Thursday, September 03, 2015


Elysa was out of breath. She had run down Fifth Avenue and now paused beneath the Washington Square Arch. At the right angles the arch could frame Fifth Avenue looking north and uptown, and Freedom Tower looking south. She remembered a day more than a decade ago when the arch framed the destruction of the World Trade Center, smoke billowing just before the towers collapsed.

It was the last days of August and the park seemed amazingly fresh and full of energy. As she regained her breath, Elysa walked through the Arch and headed toward the fountain. She loved the fountain and all that it seemed to inspire of everyone nearby. The sound of running water was so soothing. She had been inspired to create site specific work in the context of the arch and fountain, which had been warmly received.

But she couldn't afford to linger. She was late for an appointment. She glanced at her smartphone. There were a number of messages, but Elysa needed to hurry on. She was annoyed by the seemingly endless intrusion of her smartphone on the continuity of her day. She glanced around and noticed so many people sitting on the park benches, lying on the grass, tapping away on their phones, almost oblivious to the splendor around them.

Then a text from her colleague and friend popped on the screen. "I'm sorry," his text declared, " I won't be able to meet you today at Dante's." Elysa was furious. She had been running to make this appointment, and at the last minute he calls it off? She angrily hit the face of her phone, hoping her gesture would be translated at his end.

Gestures had been on her mind a lot recently. She had begun to notice that human gesture seemed to be disappearing into the mysterious space inside the smartphones. As a dancer, the relevance of gesture to her craft seemed obvious. She often watched people in the park. Her body would capture and translate the gestures into a vocabulary she would eventually choreograph. Everything, everyone seemed relevant.

But Elysa had increasingly become disenchanted with her life. Everything seemed to be conspiring to distract her from her creative work, which was what she really cared about. Her world seemed to be accelerating out of control, dictating and shaping her life in directions that she did not want to pursue. And yet, she seemed trapped.

She noticed an interesting woman walking past the fountain with a book in her hand. She thought it odd, because she seldom saw people carrying books anymore. The woman was Asian, and she had a quiet intensity that was intriguing. She was also carrying a smartphone and somehow was managing to take images of the park, even though both hands were full.

Everything about the park was idyllic.  It seemed to her to be the epitome of Elysium, an enchanted oasis in the middle of Manhattan.
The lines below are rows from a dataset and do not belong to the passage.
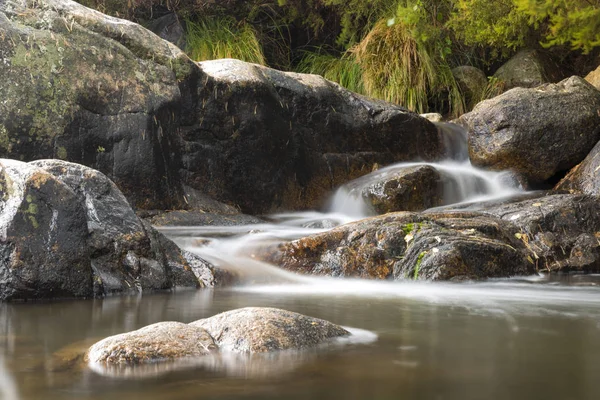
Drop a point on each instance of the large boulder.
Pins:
(535, 132)
(584, 178)
(561, 232)
(594, 78)
(81, 86)
(434, 246)
(528, 68)
(153, 343)
(260, 330)
(270, 140)
(43, 236)
(69, 232)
She realized that this alluring woman must be attracted by the calming magic of the afternoon.

Then she noticed a man who appeared to following the woman, cautiously keeping his distance. But there wasn't anything sinister about his demeanor. He seemed somewhat in awe, and was clearly interested in pursuing her. Then she heard some musicians playing and he was momentarily distracted, watching them and listening to their music. He turned to watch.

Elysa was also distracted and when she looked back, the woman had disappeared.

When the man turned and saw that the woman had vanished, he seemed to panic. Elysa watched him as he ran back and forth, trying to catch a glimpse of her, hoping to find some clue.  He turned away and held his face in his hands in despair.

All the gestures of anguish and headache flooded her mind. Elysa surveyed the surroundings. A misterial majesty enveloped the moment.  Then from nowhere the woman appeared. Elysa watched as she commanded an errant butterfly to suspend its flight and settle on her book. The butterfly submitted to her gesture and landed quietly.

Elysa could see that the man was captivated by this enchanted spectacle. He was deeply moved, but also stunned and paralyzed.  It was almost as though an incantation had transported this moment to an enchanted world, an Elysium, a Shangri La where miracles really do exist.

Elysa turned to see if the woman had noticed the ardent despair of her admirer, but she had vanished without a trace.